Feeder-free iPSCs were maintained in StemFit AK02N medium (Ajinomoto, Tokyo, Japan). Cells were dissociated using 0.5 × TripLE Select (Thermo Fisher Scientific, Waltham, MA) and seeded at 0.3–1 × 10⁴ cells/well in six-well plates treated with 2 μL/mL iMatrix-511 (Matrixome, Osaka, Japan) (Laminin 511E8; FUJIFILM Wako Pure Chemical Corp., Tokyo, Japan). Y27632 (10 μM; Nacalai, Kyoto, Japan) was added only for the first day. The medium was changed every other day. The cell lines used in this study are described in Table S3 (Takahashi et al., 2007; Okita et al., 2011; Imaizumi et al., 2012; Egawa et al., 2012; Leventoux et al., 2020).
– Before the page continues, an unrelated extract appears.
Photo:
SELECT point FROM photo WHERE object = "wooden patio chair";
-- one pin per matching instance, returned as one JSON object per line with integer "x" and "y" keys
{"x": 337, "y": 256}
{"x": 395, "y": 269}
LMN induction from iPSCs using Sendai viruses

LMNs were induced from iPSCs via a chemically transitional EB-like state (CTraS) (Fujimori et al., 2017) and infection with SeV-L-N-I (ID Pharma, Tsukuba, Japan), SeV-L-N-I-EGFP (ID Pharma) (Goto et al., 2017), or SeV-LHX3-NGN2-ISL1 (Repli-tech Co., Ltd, Tokyo, Japan). Briefly, iPSCs were seeded in StemFit AK02N (Ajinomoto) with 10 μM Y27632 (Nacalai) and 2 μL/mL iMatrix-511 (Matrixome) and cultured for 5 days at 37°C under 5% CO₂. The medium was changed the following day to remove Y27632 and then every 2 days thereafter.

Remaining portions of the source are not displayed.